El 28 de abril de 1994 se acababa. Tras una jornada de actividad frenética y de emociones desbordantes observando, o sea viendo como la gente votaba en algunas de las barriadas más pobres de Johannesburg y dejándome atrapar por la ilusión general, me había acostado agotada, pero insomne.
Del exterior llegaba el sonido del trajín nocturno en Hillbrow, una zona residencial en el centro de la ciudad que, designada primero como ‘área para blancos’ —conforme al decreto de 1950 que establecía qué grupos raciales podían vivir dónde—, había pasado, ya en 1982, a ser un ‘área gris’ en la que las líneas de la segregación se difuminaban.
Una década después, por aquellos días de 1994 Hillbrow abarcaba calles que los blancos consideraban poco seguras y de las que habían ido desapareciendo los comercios en los bajos de edificios habitados por una población de todos los colores cada vez más pobre.

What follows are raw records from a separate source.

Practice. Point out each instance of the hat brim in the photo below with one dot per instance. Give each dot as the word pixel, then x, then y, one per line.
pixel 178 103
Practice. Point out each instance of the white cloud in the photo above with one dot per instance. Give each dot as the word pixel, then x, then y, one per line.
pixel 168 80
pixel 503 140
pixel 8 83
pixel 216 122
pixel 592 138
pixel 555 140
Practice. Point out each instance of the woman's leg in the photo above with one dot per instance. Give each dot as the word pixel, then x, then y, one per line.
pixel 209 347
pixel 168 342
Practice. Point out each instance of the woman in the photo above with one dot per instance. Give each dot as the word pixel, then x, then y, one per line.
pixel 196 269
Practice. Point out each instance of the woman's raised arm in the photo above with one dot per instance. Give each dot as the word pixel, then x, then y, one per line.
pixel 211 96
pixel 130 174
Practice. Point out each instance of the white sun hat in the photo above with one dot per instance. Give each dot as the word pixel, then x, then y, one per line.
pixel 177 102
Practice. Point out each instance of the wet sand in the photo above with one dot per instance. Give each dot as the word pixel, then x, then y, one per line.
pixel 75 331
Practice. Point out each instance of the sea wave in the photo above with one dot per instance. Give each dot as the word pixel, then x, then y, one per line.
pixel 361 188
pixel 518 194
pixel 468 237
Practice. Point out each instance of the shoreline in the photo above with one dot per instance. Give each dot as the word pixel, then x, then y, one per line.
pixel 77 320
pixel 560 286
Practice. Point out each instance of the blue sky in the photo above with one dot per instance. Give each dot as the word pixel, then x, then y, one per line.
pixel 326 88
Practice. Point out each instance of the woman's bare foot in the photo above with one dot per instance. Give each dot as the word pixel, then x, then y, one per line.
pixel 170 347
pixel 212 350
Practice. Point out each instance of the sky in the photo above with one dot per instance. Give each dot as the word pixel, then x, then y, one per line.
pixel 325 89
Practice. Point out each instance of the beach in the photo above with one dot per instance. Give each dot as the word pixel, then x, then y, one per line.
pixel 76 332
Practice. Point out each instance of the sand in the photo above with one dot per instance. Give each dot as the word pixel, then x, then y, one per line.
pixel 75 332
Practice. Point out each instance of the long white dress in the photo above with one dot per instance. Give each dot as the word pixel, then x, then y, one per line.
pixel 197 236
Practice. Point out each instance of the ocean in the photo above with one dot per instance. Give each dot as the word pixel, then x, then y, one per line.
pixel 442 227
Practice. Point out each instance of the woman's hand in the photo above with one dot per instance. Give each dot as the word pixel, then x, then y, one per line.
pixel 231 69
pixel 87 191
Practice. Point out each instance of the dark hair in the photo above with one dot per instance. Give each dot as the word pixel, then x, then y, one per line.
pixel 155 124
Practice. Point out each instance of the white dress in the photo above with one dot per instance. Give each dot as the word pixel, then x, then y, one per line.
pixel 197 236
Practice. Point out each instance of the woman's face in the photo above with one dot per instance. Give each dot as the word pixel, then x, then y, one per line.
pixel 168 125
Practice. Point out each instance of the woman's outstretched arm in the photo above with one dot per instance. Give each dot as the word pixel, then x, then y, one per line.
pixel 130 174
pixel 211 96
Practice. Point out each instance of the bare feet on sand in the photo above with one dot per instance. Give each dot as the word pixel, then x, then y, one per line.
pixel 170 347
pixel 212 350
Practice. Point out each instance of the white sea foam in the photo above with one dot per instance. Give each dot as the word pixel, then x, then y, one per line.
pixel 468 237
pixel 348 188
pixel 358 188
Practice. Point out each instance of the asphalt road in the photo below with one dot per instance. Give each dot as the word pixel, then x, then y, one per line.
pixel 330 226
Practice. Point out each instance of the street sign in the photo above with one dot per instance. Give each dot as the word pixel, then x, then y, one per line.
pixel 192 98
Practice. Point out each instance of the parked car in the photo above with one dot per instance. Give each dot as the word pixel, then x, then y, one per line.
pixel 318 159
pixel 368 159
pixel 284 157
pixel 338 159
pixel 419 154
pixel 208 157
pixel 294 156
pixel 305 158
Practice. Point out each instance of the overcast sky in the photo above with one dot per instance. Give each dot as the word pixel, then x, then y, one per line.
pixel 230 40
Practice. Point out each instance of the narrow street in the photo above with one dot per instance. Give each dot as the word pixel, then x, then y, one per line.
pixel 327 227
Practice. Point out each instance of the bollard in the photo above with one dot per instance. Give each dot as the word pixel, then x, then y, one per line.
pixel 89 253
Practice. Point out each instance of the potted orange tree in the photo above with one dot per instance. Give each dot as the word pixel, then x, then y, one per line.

Ante los locales vacíos, en ocasiones también ante los que estaban aún en uso, se instalaban durante el día los vendedores ambulantes de todo tipo de mercancías. La economía informal, refugio de desempleados e infortunados para mitigar la penuria, suponía el 46% del comercio minorista. Por la noche, Hillbrow era un bullir de vida noctámbula, no exenta de criminalidad.
Las luces artificiales de la calle aclarecían la habitación del hotel en el que me hospedaba y los sonidos alborozados en la calle me invitaban a recordar lo acontecido a lo largo de los dos últimos días: las larguísimas colas de gente esperando para votar sin que pareciera importarles el frío del amanecer o el solazo del mediodía.
Me había conmovido la actitud decidida, paciente y tenaz, sobre todo, de las personas mayores. Algunas salían del colegio electoral con lágrimas en los ojos, quizá rememorando los embates y sacrificios personales y colectivos que había padecido hasta llegar a las puertas de un futuro democrático y libre de apartheid.
Eran días tensos —el 24 había estallado un coche bomba en el centro de Johannesburg matando a diez personas—, pero también jubilosos; cargados de expectativas y repletos de ceremonias simbólicas —como la arriada de la antigua bandera y la izada de la nueva— que escenificaban el cambio, el paso de una sociedad segregada e injusta a una cohesionada «Nación del Arcoíris».
De pronto comprendí que era un privilegio ser testigo de semejante acontecimiento histórico. Me sentí extremadamente afortunada y al momento me dormí.